Et le plus ironique, c’est que cette politique se fait au nom du climat… sans effet mesurable. La France émet 0,9 % des émissions mondiales de CO₂. Et le parc automobile français devient chaque année plus propre, grâce aux normes Euro successives. En supprimant la circulation dans certaines rues, que gagne-t-on vraiment ? Quelques microgrammes de particules ? Des photos Instagram de “rues libérées” qui masquent la faillite des petits commerces ?

Pendant ce temps, les livreurs continuent à rouler — en camionnettes diesel. Les VTC tournent en rond pour contourner les plans de circulation absurdes. Les parkings se transforment en friches. Et les clients qui ont les moyens s’équipent de vélos électriques à 3000 euros, payés en partie par vos impôts. La fracture sociale n’est jamais loin. Ceux qui vivent en centre-ville, dans des logements chers, continuent à consommer. Les autres, ceux qui vivent à 30 minutes ou plus, sont exclus. Injustement. Silencieusement.

Les élus écologistes parlent d’une “ville du quart d’heure”. Mais leur politique crée des villes du quart de ruine. Des centres où l’on ne vit plus, où l’on ne travaille plus, où l’on ne vient plus. Et tout cela au profit d’un idéal urbain fantasmé, copié sur Amsterdam ou Copenhague, sans se demander si nos villes françaises, avec leurs banlieues étendues et leurs tissus économiques fragiles, peuvent réellement suivre ce modèle.

Le problème, c’est que la voiture, dans la vie réelle, sert encore à quelque chose. Elle sert à déposer les enfants à l’école. À transporter des sacs de courses. À aller chez le médecin. À se rendre chez sa grand-mère. À faire trois magasins pour comparer. À livrer des outils. À venir en ville le samedi pour acheter une robe et prendre un café. Interdire la voiture, c’est interdire tout cela. C’est désinciter à vivre la ville.

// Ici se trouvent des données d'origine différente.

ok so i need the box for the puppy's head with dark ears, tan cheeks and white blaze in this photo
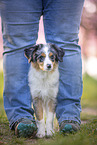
[25,43,64,71]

Et que dire des artisans ? Plombiers, électriciens, menuisiers, livreurs… Ils ne peuvent pas travailler à vélo cargo. Ils ne peuvent pas faire trois chantiers par jour en tramway. Et pourtant, ils sont pénalisés, taxés, rejetés. À Paris, les tarifs de stationnement pro atteignent des sommets dissuasifs. À Lyon, les zones interdites s’étendent chaque trimestre. À Bordeaux, c’est un véritable jeu de piste pour accéder à certains quartiers. Quel signal envoie-t-on aux travailleurs indépendants ? “Circulez, vous gênez.”

Alors oui, certains élus vous diront que “la fréquentation piétonne augmente”. Mais la fréquentation ne veut pas dire consommation. Un touriste à trottinette ne remplace pas un client fidèle venu en voiture. Un étudiant qui flâne ne compense pas une famille venue acheter pour 200 euros de produits en une seule visite. Les chiffres de passage, sans les chiffres de vente, sont une manipulation.

Il faut le dire sans détour : la guerre contre la voiture est une guerre contre la liberté de mouvement. Et par ricochet, une guerre contre l’économie de proximité. Une ville où l’on ne peut plus venir simplement, spontanément, avec sa voiture, est une ville où l’on ne vient plus du tout. Ou alors, on y vient pour se promener, pas pour y consommer.

Il est temps de remettre les choses à l’endroit. La voiture n’est pas l’ennemie. Elle est un outil. Un outil à encadrer, à moderniser, mais pas à bannir. Supprimer la voiture des centres-villes, c’est croire qu’on peut imposer un mode de vie unique, standardisé, idéologique. Or les villes vivantes sont justement celles qui savent mêler les usages, faire cohabiter les modes de transport, laisser place à la souplesse et à l’adaptation.

À l’inverse, les villes qui s’enferment dans le dogme de la décarbonation intégrale à court terme deviennent des musées à ciel ouvert, vidés de leur dynamisme, de leur diversité, et de leur vitalité économique. Et bientôt, peut-être, de leurs habitants.

Alors, avant d’inventer la “ville sans voiture”, prenons le temps de sauver la ville avec commerces. Et surtout, la ville avec du bon sens.